If you are inadvertently exposed and expect to be sunburned, you may lessen the severity of the burn with the following measures:
Take 2 aspirin immediately and then 2 every 4 hours
Apply a topical steroid to exposed areas twice daily for 2 or 3 days
These measure will not prevent the damage from a sunburn, but can alleviate some of the more uncomfortable symptoms associated with burning.
Prevention is better than the cure.
Sun protection is your best defense against sunburn and other damaging effects of UV radiation.

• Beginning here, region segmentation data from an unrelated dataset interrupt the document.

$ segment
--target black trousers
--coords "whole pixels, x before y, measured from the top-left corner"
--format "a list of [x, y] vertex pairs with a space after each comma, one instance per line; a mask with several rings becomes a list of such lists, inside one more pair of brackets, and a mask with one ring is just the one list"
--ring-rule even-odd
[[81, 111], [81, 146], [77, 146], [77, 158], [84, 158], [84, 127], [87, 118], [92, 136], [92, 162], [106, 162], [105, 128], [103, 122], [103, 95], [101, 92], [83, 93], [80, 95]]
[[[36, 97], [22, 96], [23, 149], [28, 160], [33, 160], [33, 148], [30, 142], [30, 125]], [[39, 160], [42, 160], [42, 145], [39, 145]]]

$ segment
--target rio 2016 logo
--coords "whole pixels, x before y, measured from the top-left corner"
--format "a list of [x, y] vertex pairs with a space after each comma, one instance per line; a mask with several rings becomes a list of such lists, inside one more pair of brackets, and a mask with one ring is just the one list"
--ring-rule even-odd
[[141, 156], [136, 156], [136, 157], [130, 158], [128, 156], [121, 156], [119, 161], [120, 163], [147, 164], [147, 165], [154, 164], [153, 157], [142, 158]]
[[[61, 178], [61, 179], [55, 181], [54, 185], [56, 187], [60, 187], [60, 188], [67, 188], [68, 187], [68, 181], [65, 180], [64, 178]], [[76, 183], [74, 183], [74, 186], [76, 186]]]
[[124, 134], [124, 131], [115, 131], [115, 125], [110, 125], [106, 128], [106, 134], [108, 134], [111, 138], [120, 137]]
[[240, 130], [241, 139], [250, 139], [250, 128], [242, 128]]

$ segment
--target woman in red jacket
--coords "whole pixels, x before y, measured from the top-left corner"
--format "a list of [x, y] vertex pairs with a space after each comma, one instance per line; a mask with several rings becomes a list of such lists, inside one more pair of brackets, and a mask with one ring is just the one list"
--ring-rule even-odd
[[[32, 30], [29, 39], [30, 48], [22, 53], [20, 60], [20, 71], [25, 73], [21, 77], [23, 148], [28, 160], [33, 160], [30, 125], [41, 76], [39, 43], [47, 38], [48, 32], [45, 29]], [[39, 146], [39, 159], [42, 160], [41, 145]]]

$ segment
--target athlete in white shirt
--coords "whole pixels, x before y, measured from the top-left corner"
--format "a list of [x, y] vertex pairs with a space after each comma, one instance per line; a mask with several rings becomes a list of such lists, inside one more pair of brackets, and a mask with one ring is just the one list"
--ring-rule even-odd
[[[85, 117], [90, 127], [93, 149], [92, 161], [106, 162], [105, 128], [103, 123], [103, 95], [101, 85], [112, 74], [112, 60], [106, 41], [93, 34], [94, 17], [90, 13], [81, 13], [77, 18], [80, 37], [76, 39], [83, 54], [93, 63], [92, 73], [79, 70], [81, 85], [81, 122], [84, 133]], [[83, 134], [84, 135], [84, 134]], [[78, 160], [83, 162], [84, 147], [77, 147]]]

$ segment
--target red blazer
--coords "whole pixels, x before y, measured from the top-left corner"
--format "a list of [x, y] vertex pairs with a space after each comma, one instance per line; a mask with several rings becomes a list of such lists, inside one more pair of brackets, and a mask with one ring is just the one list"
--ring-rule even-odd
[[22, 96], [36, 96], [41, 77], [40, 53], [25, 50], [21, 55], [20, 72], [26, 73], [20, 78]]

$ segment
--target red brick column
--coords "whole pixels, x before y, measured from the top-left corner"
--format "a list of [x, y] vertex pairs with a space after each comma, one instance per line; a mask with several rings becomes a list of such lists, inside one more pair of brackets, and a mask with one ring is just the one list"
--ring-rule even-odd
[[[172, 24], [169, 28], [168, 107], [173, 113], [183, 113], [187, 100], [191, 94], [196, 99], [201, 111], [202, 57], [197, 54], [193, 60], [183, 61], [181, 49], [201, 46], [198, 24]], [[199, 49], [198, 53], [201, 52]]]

Avoid sun exposure, especially between 10AM and 4PM
Wear protective clothing, including wide-brimmed hats
Regularly apply sunscreen with a Sun Protection Factor (SPF) of 30+
It is now clearly apparent that the long-term consequences of overexposure to the sun or other sources of UV radiation are significant:
Brown spots and freckles (lentigos) Also called liver spots or age spots
Development of premalignant lesions (solar keratoses)
Development of skin cancer (eg, melanoma, basal-cell carcinoma, squamous-cell carcinoma)
Protecting Children From Sunburn
Children are very susceptible to sunburn. One blistering sunburn in childhood is said to increase the likelihood of developing melanoma. Protecting the skin during childhood with appropriate sun protective behavior will establish a pattern for children to follow into adulthood.
- During the summer, do not let children go outdoors without sunscreen that has a sun protection factor (SPF) rating of 30 or higher-even on cloudy days.
- Make sure that your children stay out of the sun between 10AM and 4PM.
- Keep babies who are 6 months or younger out of the sun whenever possible.
Factors That Increase the Incidence of Sunburn:
Regions situated closer to the equator.
Areas at high altitude - UV radiation increases 4% for every 300-meter increase in elevation.
Skin exposure between 10 AM and 4 PM - 65% of UV radiation reaches the earth between these times.
Clear skies: clouds and environmental pollution reduce UV radiation.
Environmental reflection - UV radiation is 80% reflected by snow and ice.